PRAIRIE DU CHIEN, Wis. -- Things are happening, or soon will be, at Hoffman Hall in Prairie du Chien.
Prairie du Chien Mayor Karl Steiner recently told the Prairie du Chien City Council that alumni from Campion Jesuit High School are willing to "take care of Hoffman Hall." It is the only building from the former Catholic residential school that is not now part of a Wisconsin state prison.
Steiner said that Campion alumni will pay for a civil engineer to decide what needs to be done to preserve the hall.
Funds from alumni of Campion and St. Mary's Academy will allow the establishment of a Catholic Education Center, including a Campion Hall of Fame. The Campion archives have been kept at Marquette University in Milwaukee since the high school closed, and many area residents have Campion memorabilia.
Campion was founded as Campion College of the Sacred Heart in 1880. The college division closed in 1925 and the facility was known as Campion High School. Hoffman Hall was built in 1963. Enrollment reached its peak in the 1964-65 school year, with 598 students.
During the school's run, it helped educate more than 15,000 young men. Campion closed its doors on May 24, 1975. Hoffman Hall was sold on Aug. 15, 1978, to the Wisconsin Synod of the Evangelical Lutheran Church for $2.8 million.

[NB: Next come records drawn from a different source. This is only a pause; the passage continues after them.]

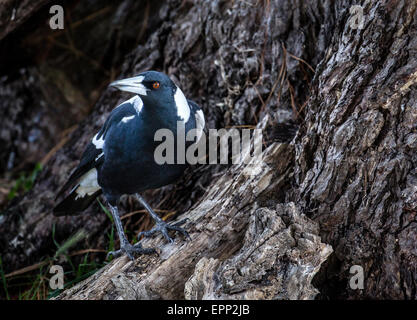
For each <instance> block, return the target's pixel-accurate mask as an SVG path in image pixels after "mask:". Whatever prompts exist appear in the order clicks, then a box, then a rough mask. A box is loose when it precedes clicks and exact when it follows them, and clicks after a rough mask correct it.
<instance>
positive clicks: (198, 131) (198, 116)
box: [195, 110, 206, 141]
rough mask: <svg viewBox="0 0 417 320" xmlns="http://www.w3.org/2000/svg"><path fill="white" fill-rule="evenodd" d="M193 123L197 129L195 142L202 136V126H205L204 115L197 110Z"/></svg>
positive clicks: (195, 114)
mask: <svg viewBox="0 0 417 320" xmlns="http://www.w3.org/2000/svg"><path fill="white" fill-rule="evenodd" d="M195 123H196V129H197V141H199V140H200V138H201V136H202V134H203V129H204V126H205V125H206V121H205V120H204V113H203V111H202V110H197V112H196V113H195Z"/></svg>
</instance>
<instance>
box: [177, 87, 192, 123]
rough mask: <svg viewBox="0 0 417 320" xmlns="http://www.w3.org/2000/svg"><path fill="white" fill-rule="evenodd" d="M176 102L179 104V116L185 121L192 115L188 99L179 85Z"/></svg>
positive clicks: (177, 91)
mask: <svg viewBox="0 0 417 320" xmlns="http://www.w3.org/2000/svg"><path fill="white" fill-rule="evenodd" d="M174 99H175V104H176V106H177V114H178V116H179V117H180V118H181V119H182V120H184V122H187V121H188V118H189V117H190V106H189V105H188V102H187V99H186V98H185V96H184V93H182V91H181V89H180V88H178V87H177V90H176V91H175V95H174Z"/></svg>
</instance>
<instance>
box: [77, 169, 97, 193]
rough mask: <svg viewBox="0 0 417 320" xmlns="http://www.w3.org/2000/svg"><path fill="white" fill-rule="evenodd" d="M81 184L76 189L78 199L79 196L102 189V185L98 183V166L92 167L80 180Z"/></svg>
mask: <svg viewBox="0 0 417 320" xmlns="http://www.w3.org/2000/svg"><path fill="white" fill-rule="evenodd" d="M79 182H80V185H79V186H78V188H77V190H76V191H75V192H76V193H77V197H76V198H75V199H76V200H77V199H78V198H80V197H81V198H82V197H84V196H85V195H89V196H90V195H92V194H93V193H95V192H96V191H98V190H100V189H101V188H100V186H99V185H98V181H97V170H96V168H93V169H91V170H90V171H88V172H87V173H86V174H84V175H83V176H82V177H81V178H80V180H79Z"/></svg>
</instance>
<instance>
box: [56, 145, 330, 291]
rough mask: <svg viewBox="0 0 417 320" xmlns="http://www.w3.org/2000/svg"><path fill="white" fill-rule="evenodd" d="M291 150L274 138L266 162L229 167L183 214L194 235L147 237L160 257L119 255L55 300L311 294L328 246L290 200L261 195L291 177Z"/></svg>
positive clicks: (148, 240)
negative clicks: (220, 176)
mask: <svg viewBox="0 0 417 320" xmlns="http://www.w3.org/2000/svg"><path fill="white" fill-rule="evenodd" d="M293 156H294V153H293V150H292V146H290V145H284V144H273V145H271V146H270V147H269V148H268V149H267V150H266V151H265V154H264V159H263V161H262V162H257V163H254V162H251V163H249V164H248V165H245V164H241V165H238V166H236V167H234V168H231V169H230V170H229V171H228V172H226V174H225V175H224V176H223V177H221V178H220V179H219V180H218V181H217V182H215V183H214V184H212V185H211V186H210V189H209V192H208V193H207V194H206V195H205V196H204V197H203V198H202V199H201V201H199V203H198V204H196V205H195V206H194V207H193V208H192V209H191V210H190V211H189V212H187V213H185V214H184V215H182V216H180V218H179V219H184V218H188V219H189V222H188V223H187V224H186V228H188V230H189V231H190V235H191V237H192V239H193V240H192V241H191V242H188V241H183V240H179V239H177V240H176V242H175V244H164V240H163V238H162V237H159V238H158V240H146V241H145V242H144V246H145V247H147V246H161V253H160V255H159V256H142V257H140V258H138V259H137V260H136V261H134V262H132V261H130V260H129V259H127V258H126V257H121V258H118V259H116V260H115V261H113V262H112V263H110V264H109V265H107V266H106V267H105V268H103V269H102V270H100V271H99V272H97V273H96V274H95V275H94V276H92V277H91V278H89V279H87V280H86V281H84V282H82V283H80V284H78V285H77V286H75V287H73V288H71V289H69V290H66V291H65V292H64V293H63V294H61V295H60V296H59V297H58V299H182V298H187V299H201V298H205V299H219V298H229V299H231V298H240V299H241V298H247V299H312V298H314V296H315V295H316V293H317V292H318V291H317V290H316V289H315V288H314V287H313V286H312V285H311V280H312V279H313V277H314V275H315V274H316V273H317V272H318V270H319V268H320V265H321V264H322V262H323V261H325V260H326V258H327V257H328V256H329V254H330V253H331V252H332V249H331V247H330V246H328V245H325V244H323V243H321V241H320V237H319V236H318V233H319V230H318V225H317V224H316V223H314V222H313V221H311V220H310V219H308V218H307V217H305V216H304V215H303V214H301V213H300V212H299V211H298V209H297V208H296V206H295V205H294V204H293V203H289V204H280V205H278V206H276V207H274V208H272V209H269V208H267V207H263V206H262V201H261V200H260V199H261V197H262V195H264V194H267V193H269V192H274V190H276V189H277V188H280V187H282V185H283V184H284V183H287V179H288V177H289V173H290V171H289V168H290V167H291V163H292V161H293ZM254 172H258V173H257V174H253V173H254Z"/></svg>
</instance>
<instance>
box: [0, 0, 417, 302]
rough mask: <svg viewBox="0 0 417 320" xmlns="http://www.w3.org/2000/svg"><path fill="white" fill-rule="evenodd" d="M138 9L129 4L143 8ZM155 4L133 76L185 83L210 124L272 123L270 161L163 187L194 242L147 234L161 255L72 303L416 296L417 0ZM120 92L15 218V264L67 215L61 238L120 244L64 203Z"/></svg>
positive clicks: (269, 156)
mask: <svg viewBox="0 0 417 320" xmlns="http://www.w3.org/2000/svg"><path fill="white" fill-rule="evenodd" d="M123 3H125V6H124V7H123V9H124V10H128V9H129V6H132V5H133V4H132V3H134V2H129V1H125V2H123ZM355 5H360V7H359V8H358V7H353V6H355ZM155 6H156V5H155V4H152V3H151V9H150V11H151V12H156V13H155V14H154V15H153V16H152V17H153V21H154V24H153V26H154V27H153V28H150V29H149V28H148V29H146V30H147V32H146V33H145V34H146V35H145V36H144V38H145V39H144V41H143V44H141V45H139V46H137V47H136V49H134V50H133V51H131V53H130V54H129V55H127V56H126V57H125V59H124V64H123V67H122V71H121V75H120V77H123V76H131V75H134V74H137V73H139V72H140V71H143V70H147V69H160V70H163V71H165V72H167V73H168V74H170V75H173V76H174V75H175V76H177V77H178V78H177V79H176V80H177V83H178V84H180V86H181V88H182V89H183V91H184V92H185V93H186V95H187V96H188V97H190V98H192V99H193V100H196V101H197V102H198V103H199V104H200V105H201V106H202V107H203V109H204V113H205V115H206V119H207V123H208V127H210V128H221V127H227V126H239V125H248V124H249V125H258V127H262V128H263V132H264V138H265V145H266V146H267V148H266V150H265V151H264V159H266V161H265V162H262V163H256V164H253V165H252V166H251V167H249V168H248V167H247V166H246V165H244V164H241V165H237V166H232V167H230V168H228V169H227V170H225V168H223V167H221V166H211V165H207V166H203V167H199V168H197V169H194V170H190V171H189V172H188V174H187V176H186V177H185V178H183V179H182V181H180V182H179V183H178V184H177V185H175V186H168V187H165V188H162V189H160V190H157V191H150V192H148V193H147V194H146V196H147V199H148V200H150V203H151V205H152V206H154V207H156V206H157V205H158V204H159V207H160V208H169V209H173V208H175V210H176V211H177V212H183V214H182V215H181V216H180V217H179V218H178V219H183V218H189V219H190V220H189V221H188V222H187V224H186V225H185V227H186V228H187V229H188V230H190V233H191V237H192V239H193V240H192V241H191V242H187V241H183V239H177V240H176V242H175V243H174V244H170V245H167V244H164V242H163V241H162V238H161V237H157V238H155V239H153V240H146V241H145V242H144V246H149V247H153V246H159V247H160V248H161V252H160V255H159V256H157V255H152V256H141V257H139V258H138V259H137V260H136V261H134V262H130V261H128V260H127V259H126V257H121V258H119V259H116V260H115V261H112V262H111V263H110V264H108V265H107V266H106V267H104V268H103V269H101V270H100V271H99V272H97V273H96V274H94V275H93V276H91V277H90V278H89V279H87V280H85V281H84V282H82V283H80V284H78V285H76V286H75V287H73V288H71V289H68V290H66V291H65V292H63V293H62V294H61V295H60V296H59V298H60V299H79V298H89V299H119V298H124V299H126V298H142V299H143V298H165V299H167V298H187V299H201V298H211V299H216V298H255V299H294V298H302V299H312V298H314V297H316V298H317V297H318V298H332V299H334V298H374V299H375V298H377V299H378V298H379V299H380V298H395V299H405V298H407V299H412V298H416V276H417V270H416V266H417V258H416V256H417V249H416V233H417V229H416V226H417V225H416V219H415V215H416V212H417V208H416V206H417V192H416V190H417V170H416V164H417V152H416V150H417V133H416V129H417V127H416V124H417V103H416V95H415V92H416V91H415V88H416V83H417V59H416V49H417V48H416V41H415V36H416V31H417V26H416V23H417V19H416V18H417V13H416V12H417V11H416V6H417V4H416V3H415V1H412V0H408V1H365V2H361V3H356V2H355V1H346V0H339V1H308V2H304V1H290V0H288V1H284V0H282V1H281V0H277V1H257V2H256V1H207V2H205V1H195V2H185V1H184V2H182V1H174V0H172V1H166V2H165V3H163V4H162V5H160V7H159V5H158V7H155ZM352 8H354V9H355V10H352V11H351V9H352ZM360 8H362V9H360ZM358 10H359V11H358ZM360 10H363V12H362V13H363V18H364V21H361V16H360V14H359V13H360ZM358 12H359V13H358ZM358 14H359V16H358ZM355 18H356V20H355ZM361 22H363V25H361ZM313 70H314V72H313ZM103 79H104V78H103ZM123 98H126V97H125V96H124V97H123ZM120 101H122V98H120V96H118V95H117V94H115V93H114V92H111V91H110V90H103V92H102V94H101V96H100V98H99V99H98V102H97V103H96V105H95V107H94V110H93V111H92V113H91V115H89V116H88V117H87V118H86V119H85V120H84V121H83V122H82V123H81V125H80V126H79V127H78V128H77V129H76V130H74V131H73V132H72V133H71V134H70V135H69V137H68V142H67V143H66V144H65V145H64V146H63V147H62V148H61V149H60V150H58V151H57V152H56V153H55V154H54V155H52V156H51V158H50V160H49V161H48V162H47V164H46V166H45V169H44V170H43V171H42V173H41V175H40V176H39V178H38V180H37V183H36V184H35V187H34V189H33V190H32V191H30V192H29V193H27V194H26V195H25V196H23V197H22V198H21V199H19V200H18V201H16V202H15V203H14V204H12V205H11V206H10V207H9V208H8V210H7V212H6V214H5V215H4V216H3V219H1V218H2V217H0V244H1V246H2V250H1V252H2V259H3V264H4V266H5V268H6V270H7V271H9V272H10V271H13V270H15V269H18V268H21V267H24V266H26V265H29V264H31V263H35V262H37V261H39V259H40V257H41V256H43V255H46V254H49V255H51V254H53V252H54V250H53V249H51V246H52V237H51V229H52V225H53V224H56V230H55V234H56V235H57V237H59V238H60V239H65V238H66V237H67V236H69V235H70V234H71V233H73V232H75V231H76V230H78V229H81V228H83V229H84V230H85V231H86V232H87V233H88V234H90V237H89V239H88V240H87V242H86V243H84V245H87V246H89V247H99V246H100V245H103V243H105V238H104V236H103V229H106V228H108V227H109V225H108V222H107V221H106V216H105V215H104V214H97V211H99V208H98V206H97V205H94V206H93V207H92V208H90V209H89V210H88V211H87V212H86V213H85V214H83V215H81V216H78V217H69V218H63V219H58V218H54V217H52V214H51V212H50V211H51V208H52V206H53V202H54V201H53V198H54V195H55V191H56V189H57V188H58V187H59V186H60V185H62V183H63V182H64V180H65V179H66V178H67V176H68V174H69V173H70V171H71V169H72V168H73V167H74V166H75V165H76V163H77V159H78V158H79V156H80V154H81V152H82V150H83V148H84V147H85V145H86V143H87V141H88V140H89V139H91V137H92V136H93V135H94V133H95V132H96V131H97V129H98V128H99V126H100V125H101V124H102V123H103V122H104V119H105V117H106V115H107V114H108V112H109V111H110V110H111V109H112V108H114V106H116V105H117V103H118V102H120ZM261 120H263V121H261ZM291 121H295V122H298V123H299V126H300V127H299V130H298V132H297V135H296V137H295V138H294V139H293V140H292V141H291V143H290V144H286V143H284V144H282V143H279V142H277V140H280V139H281V138H282V136H286V133H285V132H284V133H283V132H282V130H283V127H285V126H283V124H288V123H289V122H291ZM249 169H250V170H249ZM222 170H223V171H222ZM248 172H250V173H251V174H248ZM253 172H255V173H256V174H253ZM220 174H223V175H222V176H221V177H220V178H218V176H219V175H220ZM123 203H124V205H125V207H124V208H125V209H126V210H128V209H130V208H131V207H129V206H131V204H130V203H129V199H127V200H125V201H124V202H123ZM161 203H162V204H161ZM190 208H191V209H190ZM189 209H190V210H189ZM332 248H333V251H334V253H332V254H331V255H330V253H331V252H332ZM329 255H330V256H329ZM101 258H103V257H101ZM354 265H359V266H360V267H362V269H363V272H364V288H363V289H362V290H354V289H352V288H351V287H350V284H349V280H350V277H351V276H352V275H351V274H350V273H349V270H350V268H351V267H352V266H354ZM320 266H321V268H320ZM313 277H314V278H313ZM317 292H320V295H318V296H317Z"/></svg>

The list of notable Campion graduates includes former Wisconsin governor and ambassador to Mexico Patrick Lucey; Congressman Leo J. Ryan, killed at the Jonestown mass suicide; William McDonough, president of the Federal Reserve Bank of New York; David Doyle, who played Bosley in the hit TV series "Charlie's Angels"; and George Wendt, who played Norm in the TV sitcom "Cheers."